I am not telling you this so you feel sorry for me. You don’t need to feel sorry for me. I am so loved and supported and I know that I am, and will be, fine. It was just a shitty moment in a life of mostly great moments.
I am telling you this so that I can tell you how I got through it. Because it was simple but in the same breath it was excruciatingly difficult.
It started with putting one foot in front of the other. A friend told me “keep on moving forward and don’t look back”. So I just kept on moving, no matter what. It feels like your feet are dragging and the floor is shaking, but you have to keep them moving.
I talked to myself. A lot. I gave myself constant pep talks. I told myself that this wasn’t going to last forever and it wasn’t going to kill me. I told myself that this does not make me weak and it does not make me crazy. I acknowledged that this was just my nervous system responding to the craziness of the last days (months?) and that my body was just trying to protect me.
I acknowledged that it was anxiety but that it was also something physical. People tell you that it is all in your head. Those people have never suffered from anxiety. It is horrifyingly physical. If you don’t accept that, you are going to freak yourself out that something bigger is wrong. It is all just the anxiety, but as mentioned, it is a real sneaky son of a b*tch.
I sat and observed where I felt the anxiety in my body. That constant knot in my stomach, the sweaty hands, the foot that won’t stop twitching. I tried to do only that, observe it. Watch it. I noticed the way that my body was so tense and I was squeezing all of my muscles. Then I forced them to relax.
I avoided caffeine, tea and sugar like the plague. I declined everything they offered me on the plane except salty pretzels. You’re insides are doing enough somersaults without adding fuel to the fire. Trust me.
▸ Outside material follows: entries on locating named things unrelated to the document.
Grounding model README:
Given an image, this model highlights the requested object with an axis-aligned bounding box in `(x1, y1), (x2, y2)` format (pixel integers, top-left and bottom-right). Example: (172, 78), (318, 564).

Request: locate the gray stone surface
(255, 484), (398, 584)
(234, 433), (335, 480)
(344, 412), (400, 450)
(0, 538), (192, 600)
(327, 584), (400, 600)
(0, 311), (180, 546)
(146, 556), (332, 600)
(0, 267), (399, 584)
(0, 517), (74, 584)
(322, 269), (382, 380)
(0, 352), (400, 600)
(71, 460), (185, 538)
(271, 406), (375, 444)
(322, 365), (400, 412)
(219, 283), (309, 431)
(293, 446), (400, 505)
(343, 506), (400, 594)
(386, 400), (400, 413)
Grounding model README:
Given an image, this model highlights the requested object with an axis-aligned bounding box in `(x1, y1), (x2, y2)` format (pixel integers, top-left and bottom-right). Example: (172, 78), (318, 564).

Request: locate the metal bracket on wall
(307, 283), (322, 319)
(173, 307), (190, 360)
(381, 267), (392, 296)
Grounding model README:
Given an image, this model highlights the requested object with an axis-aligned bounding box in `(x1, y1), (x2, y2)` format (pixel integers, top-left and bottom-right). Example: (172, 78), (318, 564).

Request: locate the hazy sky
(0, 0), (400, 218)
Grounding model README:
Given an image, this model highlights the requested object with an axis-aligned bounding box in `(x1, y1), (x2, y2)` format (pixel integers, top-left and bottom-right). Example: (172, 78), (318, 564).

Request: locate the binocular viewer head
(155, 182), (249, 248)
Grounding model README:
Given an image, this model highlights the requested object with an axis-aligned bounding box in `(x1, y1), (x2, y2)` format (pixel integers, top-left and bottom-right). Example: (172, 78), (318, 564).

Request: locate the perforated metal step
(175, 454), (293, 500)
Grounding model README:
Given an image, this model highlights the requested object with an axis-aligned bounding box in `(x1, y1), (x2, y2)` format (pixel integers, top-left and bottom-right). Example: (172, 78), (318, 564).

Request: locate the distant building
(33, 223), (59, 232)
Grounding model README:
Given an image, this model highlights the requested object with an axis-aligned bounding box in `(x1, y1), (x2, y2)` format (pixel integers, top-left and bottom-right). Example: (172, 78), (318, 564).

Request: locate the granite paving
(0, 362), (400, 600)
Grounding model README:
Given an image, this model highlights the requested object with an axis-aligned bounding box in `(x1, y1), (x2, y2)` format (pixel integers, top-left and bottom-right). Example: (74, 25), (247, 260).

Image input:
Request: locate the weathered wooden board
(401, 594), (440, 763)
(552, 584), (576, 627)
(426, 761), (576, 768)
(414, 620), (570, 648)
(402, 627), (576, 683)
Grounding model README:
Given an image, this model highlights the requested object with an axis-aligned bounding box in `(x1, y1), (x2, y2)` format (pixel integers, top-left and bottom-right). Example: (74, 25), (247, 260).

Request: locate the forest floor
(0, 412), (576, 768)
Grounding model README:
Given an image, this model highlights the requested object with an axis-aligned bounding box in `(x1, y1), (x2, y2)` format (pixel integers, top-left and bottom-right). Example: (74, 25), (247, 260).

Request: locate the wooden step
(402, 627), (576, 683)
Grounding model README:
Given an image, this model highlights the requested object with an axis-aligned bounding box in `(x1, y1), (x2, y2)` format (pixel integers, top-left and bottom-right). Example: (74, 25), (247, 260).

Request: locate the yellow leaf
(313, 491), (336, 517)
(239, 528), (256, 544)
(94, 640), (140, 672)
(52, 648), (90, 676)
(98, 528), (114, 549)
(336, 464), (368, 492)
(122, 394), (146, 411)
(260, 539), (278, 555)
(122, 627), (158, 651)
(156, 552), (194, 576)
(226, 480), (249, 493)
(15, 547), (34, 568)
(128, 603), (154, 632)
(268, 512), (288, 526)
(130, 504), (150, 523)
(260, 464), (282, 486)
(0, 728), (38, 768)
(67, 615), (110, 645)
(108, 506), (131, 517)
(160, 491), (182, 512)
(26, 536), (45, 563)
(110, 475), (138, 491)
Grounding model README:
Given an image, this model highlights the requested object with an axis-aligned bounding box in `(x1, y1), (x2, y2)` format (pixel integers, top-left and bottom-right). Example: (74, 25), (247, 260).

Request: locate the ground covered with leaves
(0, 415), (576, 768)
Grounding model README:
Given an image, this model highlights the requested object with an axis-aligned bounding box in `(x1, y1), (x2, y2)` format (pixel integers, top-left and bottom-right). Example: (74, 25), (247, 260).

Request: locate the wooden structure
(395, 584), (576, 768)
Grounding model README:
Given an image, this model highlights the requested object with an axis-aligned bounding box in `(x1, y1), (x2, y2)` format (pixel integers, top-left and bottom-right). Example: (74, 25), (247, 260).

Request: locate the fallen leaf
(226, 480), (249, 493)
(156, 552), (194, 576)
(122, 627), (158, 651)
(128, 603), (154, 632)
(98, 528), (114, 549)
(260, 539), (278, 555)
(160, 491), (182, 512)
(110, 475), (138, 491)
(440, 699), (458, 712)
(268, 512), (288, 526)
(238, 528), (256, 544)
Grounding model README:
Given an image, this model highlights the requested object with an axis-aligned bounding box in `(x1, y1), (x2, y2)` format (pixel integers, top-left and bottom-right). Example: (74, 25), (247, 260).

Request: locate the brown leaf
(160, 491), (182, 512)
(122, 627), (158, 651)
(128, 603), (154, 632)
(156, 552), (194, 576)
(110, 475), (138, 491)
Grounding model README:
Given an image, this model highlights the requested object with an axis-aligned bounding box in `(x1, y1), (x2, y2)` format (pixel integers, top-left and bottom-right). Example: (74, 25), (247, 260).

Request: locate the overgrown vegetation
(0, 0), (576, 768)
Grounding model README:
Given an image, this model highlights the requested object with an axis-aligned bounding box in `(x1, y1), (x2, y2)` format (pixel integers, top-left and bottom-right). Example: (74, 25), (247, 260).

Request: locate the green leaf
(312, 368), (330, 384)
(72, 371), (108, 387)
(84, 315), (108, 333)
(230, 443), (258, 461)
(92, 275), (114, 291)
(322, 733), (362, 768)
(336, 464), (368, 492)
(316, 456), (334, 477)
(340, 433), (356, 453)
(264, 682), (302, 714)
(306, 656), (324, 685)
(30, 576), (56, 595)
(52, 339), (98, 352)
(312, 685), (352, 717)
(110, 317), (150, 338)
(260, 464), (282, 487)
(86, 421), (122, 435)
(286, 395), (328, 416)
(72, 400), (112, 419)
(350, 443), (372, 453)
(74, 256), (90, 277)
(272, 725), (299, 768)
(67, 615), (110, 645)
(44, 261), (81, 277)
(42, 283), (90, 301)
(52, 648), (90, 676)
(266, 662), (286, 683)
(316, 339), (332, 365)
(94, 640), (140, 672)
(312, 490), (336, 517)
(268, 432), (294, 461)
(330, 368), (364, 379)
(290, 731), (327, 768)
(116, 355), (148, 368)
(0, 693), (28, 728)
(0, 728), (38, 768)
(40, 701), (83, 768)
Of course I breathed… Very slowly and as deep as I could. I tried to hold the breath in and then let it out with care and precision. Then I held it out. Repeat. If that doesn’t work, count the breaths. Inhale, think 1, exhale. Inhale, think 2, exhale.
I lay on the floor of the airport and listened to guided relaxations/meditations. Then I started to freak out that I was going to be in the plane without wifi and therefore without guided meditations. So inside the plane I listened to an old recording of me teaching Yoga Nidra to students at a retreat. On repeat. Imagine your own voice in your ears talking you through how to relax. Pretty weird. But a thousand times better than the stuff going on inside my head if I didn’t listen to it.
Then I just took one thing at a time. I tried not to think forward to all of the other flights that I had ahead of me or that my connection time was really small and I was probably going to miss my flight or what would happen once I got home or pining for what I was leaving behind. I had to just keep thinking of getting through this flight, this minute, this breath.
Leave the rest for future Kiki to figure out.